Implementation:Neuml Txtai Reranker
| Knowledge Sources | |
|---|---|
| Domains | Retrieval, Reranking |
| Last Updated | 2026-02-09 00:00 GMT |
Overview
Two-stage retrieval pipeline that combines fast embeddings search with precise similarity-based reranking.
Description
The Reranker class implements a classic retrieve-then-rerank strategy. In the first stage, it runs a broad embeddings search to retrieve a large candidate set. In the second stage, it rescores those candidates using a Similarity pipeline (which may use zero-shot classification, cross-encoding, or late interaction) and returns only the top results.
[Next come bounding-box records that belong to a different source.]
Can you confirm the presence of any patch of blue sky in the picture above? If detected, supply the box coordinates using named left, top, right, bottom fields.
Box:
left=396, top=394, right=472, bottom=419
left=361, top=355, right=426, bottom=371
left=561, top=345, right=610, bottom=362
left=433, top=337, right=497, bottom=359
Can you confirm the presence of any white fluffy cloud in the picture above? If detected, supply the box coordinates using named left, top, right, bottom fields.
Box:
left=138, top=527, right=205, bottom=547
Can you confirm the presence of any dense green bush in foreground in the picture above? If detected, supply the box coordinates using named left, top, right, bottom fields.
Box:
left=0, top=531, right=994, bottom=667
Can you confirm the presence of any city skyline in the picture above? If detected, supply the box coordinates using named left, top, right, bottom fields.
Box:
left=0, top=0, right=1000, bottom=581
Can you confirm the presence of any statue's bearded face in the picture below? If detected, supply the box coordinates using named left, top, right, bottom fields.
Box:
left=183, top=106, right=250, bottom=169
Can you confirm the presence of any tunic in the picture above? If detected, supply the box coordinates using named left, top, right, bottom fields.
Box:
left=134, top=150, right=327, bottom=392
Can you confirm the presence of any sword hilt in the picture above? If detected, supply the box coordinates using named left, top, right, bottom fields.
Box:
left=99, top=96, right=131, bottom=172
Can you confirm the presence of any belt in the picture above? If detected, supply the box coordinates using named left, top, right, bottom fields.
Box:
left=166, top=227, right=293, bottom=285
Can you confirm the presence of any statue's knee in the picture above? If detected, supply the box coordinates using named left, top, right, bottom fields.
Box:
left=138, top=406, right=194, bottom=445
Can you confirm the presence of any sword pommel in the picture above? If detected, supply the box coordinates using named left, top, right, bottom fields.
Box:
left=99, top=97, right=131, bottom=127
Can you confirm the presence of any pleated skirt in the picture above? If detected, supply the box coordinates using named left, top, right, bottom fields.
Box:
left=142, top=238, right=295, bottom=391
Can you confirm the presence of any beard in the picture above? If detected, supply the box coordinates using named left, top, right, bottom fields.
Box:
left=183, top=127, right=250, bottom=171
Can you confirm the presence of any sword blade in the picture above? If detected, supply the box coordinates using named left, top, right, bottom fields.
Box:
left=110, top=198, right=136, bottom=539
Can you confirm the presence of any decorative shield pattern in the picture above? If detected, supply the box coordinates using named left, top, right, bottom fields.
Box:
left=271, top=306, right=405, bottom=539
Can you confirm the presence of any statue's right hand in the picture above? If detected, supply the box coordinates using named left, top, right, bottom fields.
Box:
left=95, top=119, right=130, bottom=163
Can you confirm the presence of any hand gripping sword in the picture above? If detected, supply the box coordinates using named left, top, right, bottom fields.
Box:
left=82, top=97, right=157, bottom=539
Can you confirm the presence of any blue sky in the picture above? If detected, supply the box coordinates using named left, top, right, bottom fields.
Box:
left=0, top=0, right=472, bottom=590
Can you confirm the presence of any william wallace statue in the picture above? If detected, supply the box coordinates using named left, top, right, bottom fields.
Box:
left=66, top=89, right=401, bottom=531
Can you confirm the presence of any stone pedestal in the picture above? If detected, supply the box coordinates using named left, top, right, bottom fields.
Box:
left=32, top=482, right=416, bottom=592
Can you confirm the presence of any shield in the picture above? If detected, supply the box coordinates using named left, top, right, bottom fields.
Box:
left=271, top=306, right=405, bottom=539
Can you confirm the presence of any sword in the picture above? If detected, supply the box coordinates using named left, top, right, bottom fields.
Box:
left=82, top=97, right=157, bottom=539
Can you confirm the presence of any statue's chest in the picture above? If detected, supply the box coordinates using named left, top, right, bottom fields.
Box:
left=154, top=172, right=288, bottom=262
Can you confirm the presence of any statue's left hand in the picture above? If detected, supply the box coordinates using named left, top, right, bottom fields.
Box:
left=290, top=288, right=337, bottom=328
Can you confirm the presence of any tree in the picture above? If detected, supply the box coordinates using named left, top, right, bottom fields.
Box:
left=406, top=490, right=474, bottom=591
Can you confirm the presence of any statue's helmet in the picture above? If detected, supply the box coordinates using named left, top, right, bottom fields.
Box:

The reranking factor is controlled by the factor parameter: the initial embeddings search retrieves limit * factor candidates (default: 30 for limit=3), giving the similarity pipeline a wide pool to rescore. This two-stage approach balances the speed of approximate nearest neighbor (ANN) search with the precision of cross-encoder or fine-grained similarity models.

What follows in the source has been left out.